Hello everyone,
A colleague here at Wolfram who happened to see another post of mine commented yesterday, why don't you post something on Indian Republic Day, which is on 26th of January (which has already started in India). Today, at lunch, when the comment came back to my mind, I thought, I might use a dataset from Kaggle relevant to India (and do something based on Machine Learning/Neural Network). However, after a talk I heard today about our Entity framework, I took it as a challenge to explore it thoroughly. Although I have worked with entities to make time series (mostly from WeatherData and FinancialData and GDP/Population) to do such analysis, I did not quite do an extensive search on what is available. Today, I just decided to explore just the various options we have for Entity["Country", "India"]. I would say, I was very surprised to see the amount of data we have for India, which is just one of the many countries in CountryData. There is more to AdministrativeDivisionData, CityData which I have not even explored in this post. (A bit of disclaimer here, this is not a well-thought project, so the data/analysis presented may not be totally following a strict workflow.)
Visualization
Let me first start by doing some visualizations. As a kid during Independence Day and Republic Day, we used to get pins, paper cuttings which had the flag in the shape of the Country, That was the first thing that came to my mind when I decided to write this post. It turns out it is pretty simple to do it in Wolfram Language.

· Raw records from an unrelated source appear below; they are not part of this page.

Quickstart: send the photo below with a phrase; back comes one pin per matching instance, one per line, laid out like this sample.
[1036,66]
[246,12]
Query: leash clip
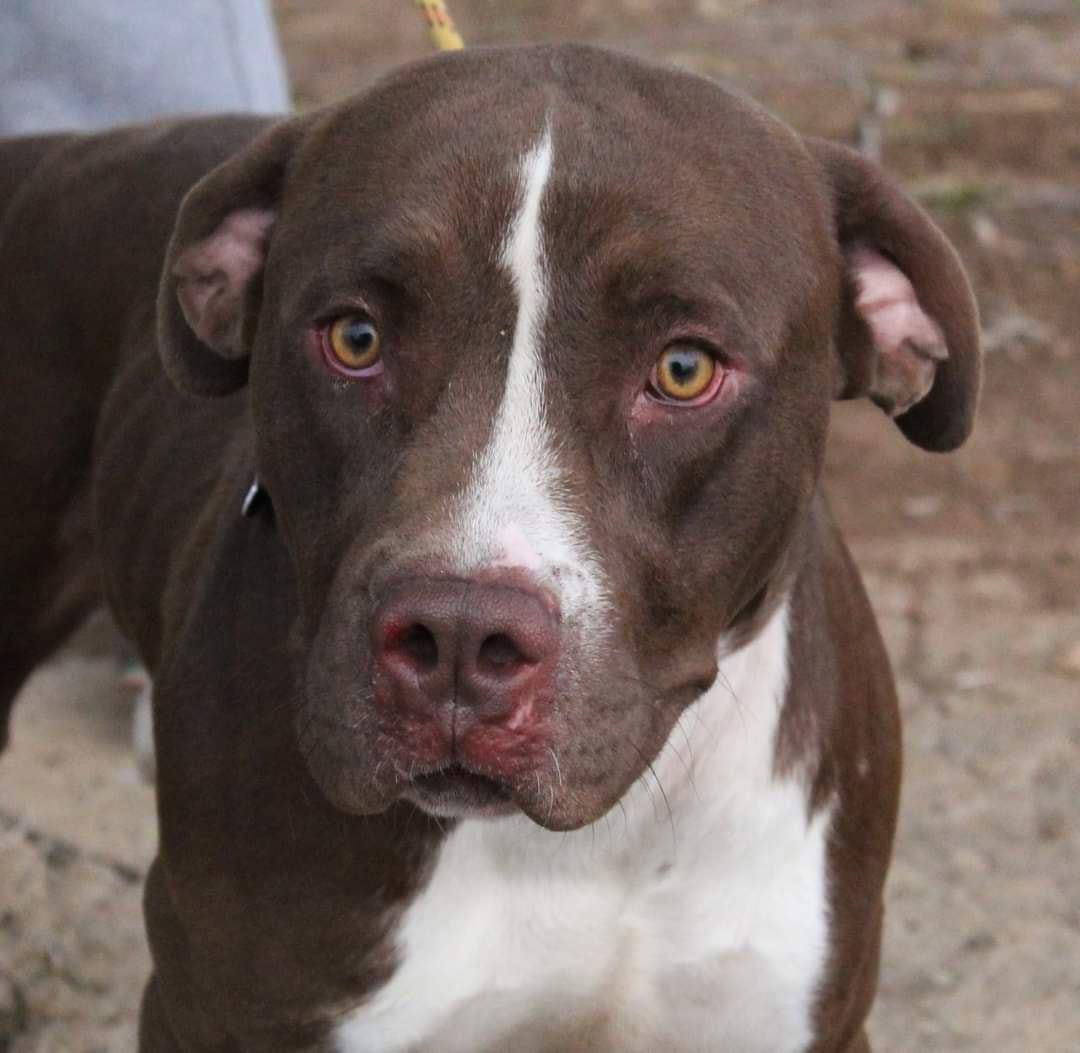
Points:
[255,496]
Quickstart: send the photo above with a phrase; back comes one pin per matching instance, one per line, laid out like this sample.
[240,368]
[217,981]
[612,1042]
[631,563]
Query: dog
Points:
[451,455]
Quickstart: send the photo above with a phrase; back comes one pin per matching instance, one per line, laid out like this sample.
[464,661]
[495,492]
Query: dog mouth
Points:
[455,792]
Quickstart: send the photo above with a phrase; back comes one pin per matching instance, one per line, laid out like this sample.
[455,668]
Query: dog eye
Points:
[351,345]
[684,374]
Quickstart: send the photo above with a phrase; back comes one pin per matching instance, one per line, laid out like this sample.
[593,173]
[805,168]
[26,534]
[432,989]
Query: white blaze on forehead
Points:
[513,512]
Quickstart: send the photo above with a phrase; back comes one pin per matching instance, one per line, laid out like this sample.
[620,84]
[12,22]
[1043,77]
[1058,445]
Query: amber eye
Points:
[683,373]
[353,341]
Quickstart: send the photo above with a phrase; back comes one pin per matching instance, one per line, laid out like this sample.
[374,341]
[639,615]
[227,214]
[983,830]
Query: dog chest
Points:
[692,918]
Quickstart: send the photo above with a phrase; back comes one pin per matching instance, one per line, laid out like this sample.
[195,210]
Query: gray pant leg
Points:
[89,64]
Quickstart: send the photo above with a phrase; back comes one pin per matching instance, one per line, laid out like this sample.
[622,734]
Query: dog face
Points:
[541,350]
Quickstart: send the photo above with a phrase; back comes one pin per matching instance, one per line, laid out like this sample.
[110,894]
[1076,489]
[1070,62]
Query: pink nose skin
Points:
[467,655]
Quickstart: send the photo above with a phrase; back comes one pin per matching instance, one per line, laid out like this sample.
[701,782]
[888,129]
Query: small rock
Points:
[1068,661]
[925,507]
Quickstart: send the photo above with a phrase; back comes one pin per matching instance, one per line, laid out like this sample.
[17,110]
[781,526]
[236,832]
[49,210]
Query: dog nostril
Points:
[419,644]
[500,651]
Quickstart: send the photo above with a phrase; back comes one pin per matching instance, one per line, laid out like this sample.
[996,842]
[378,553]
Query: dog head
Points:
[541,346]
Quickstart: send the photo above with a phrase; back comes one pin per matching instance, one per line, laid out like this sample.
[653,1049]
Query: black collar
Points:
[257,502]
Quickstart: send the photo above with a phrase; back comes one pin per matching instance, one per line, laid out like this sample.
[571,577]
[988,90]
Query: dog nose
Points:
[476,649]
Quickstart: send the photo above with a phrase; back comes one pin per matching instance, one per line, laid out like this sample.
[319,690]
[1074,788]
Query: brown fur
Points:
[284,863]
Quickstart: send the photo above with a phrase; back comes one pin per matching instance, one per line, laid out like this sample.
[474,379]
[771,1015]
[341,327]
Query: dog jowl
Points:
[577,716]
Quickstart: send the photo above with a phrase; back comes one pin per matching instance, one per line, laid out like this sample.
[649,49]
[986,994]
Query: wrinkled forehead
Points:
[660,184]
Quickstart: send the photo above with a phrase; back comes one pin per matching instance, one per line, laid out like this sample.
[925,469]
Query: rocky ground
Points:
[972,561]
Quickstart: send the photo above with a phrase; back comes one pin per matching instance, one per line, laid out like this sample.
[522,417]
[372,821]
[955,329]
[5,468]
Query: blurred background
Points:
[972,561]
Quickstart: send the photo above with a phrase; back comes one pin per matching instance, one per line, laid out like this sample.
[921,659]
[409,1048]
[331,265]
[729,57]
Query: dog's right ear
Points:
[207,300]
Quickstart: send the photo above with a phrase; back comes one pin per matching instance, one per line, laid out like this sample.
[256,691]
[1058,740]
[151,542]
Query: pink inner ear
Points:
[908,342]
[213,273]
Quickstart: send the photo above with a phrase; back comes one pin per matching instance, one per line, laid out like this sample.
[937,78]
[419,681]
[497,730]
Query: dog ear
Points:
[908,329]
[207,300]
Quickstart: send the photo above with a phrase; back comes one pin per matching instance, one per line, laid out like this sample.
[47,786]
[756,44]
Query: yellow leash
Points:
[441,25]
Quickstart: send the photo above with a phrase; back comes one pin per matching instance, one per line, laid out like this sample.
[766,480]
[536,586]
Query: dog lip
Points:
[455,787]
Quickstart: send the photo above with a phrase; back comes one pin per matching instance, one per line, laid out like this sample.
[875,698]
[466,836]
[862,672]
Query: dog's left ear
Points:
[908,326]
[207,300]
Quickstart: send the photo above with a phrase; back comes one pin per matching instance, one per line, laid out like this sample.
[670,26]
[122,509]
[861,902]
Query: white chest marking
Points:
[513,511]
[703,929]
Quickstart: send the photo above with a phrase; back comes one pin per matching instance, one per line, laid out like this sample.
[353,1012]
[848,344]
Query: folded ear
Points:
[908,331]
[207,300]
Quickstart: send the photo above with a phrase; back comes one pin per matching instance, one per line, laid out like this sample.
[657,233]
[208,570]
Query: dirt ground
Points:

In fact, it is just a single line of code:
With[{india = Entity["Country", "India"]},
GeoGraphics[{GeoStyling[{"Image",
ImageCrop[
EntityValue[Entity["Country", "India"], "Flag"], {98, 85},
Left]}], EdgeForm[Black], Polygon[india]},
GeoBackground -> None]]
Since the map of India is not very symmetric, it is more stretched out in the east, I decided to crop the Indian flag on the left-hand side. Well, the GeoGraphic visualization I obtained below, sort of gave me a childish happiness and all the enthusiasm to continue with the more important or serious analysis.
![enter image description here][1]
So, the first step was to see what is available in the Entity framework for India. A simple call
EntityValue[
Entity["Country", "India"], "NonMissingPropertyAssociation"]
gave me a list of over 450 properties. Now, I was stunned to see this, and there was no way I could analyze everything in a few hours. So, I decided to prioritize what can I do in this limited time and it also conveys a story. So let us start by States/AdministrativeDivisions.
Once that idea came in mind, all I could think of was the atlas maps in middle and high school geography, that assigned different colors to different states. So let's do that first:
`admin = Entity["Country", "India"][
EntityProperty["Country", "AdministrativeDivisions"]]
(color[#] = RandomColor[]) & /@ admin
GeoGraphics[
{GeoStyling["OutlineMap",
Directive[Opacity[0.4], EdgeForm[Black], color[#]]],
Tooltip[EntityValue[#, "Polygon"], CommonName[#]]} & /@ admin,
GeoRangePadding -> Full]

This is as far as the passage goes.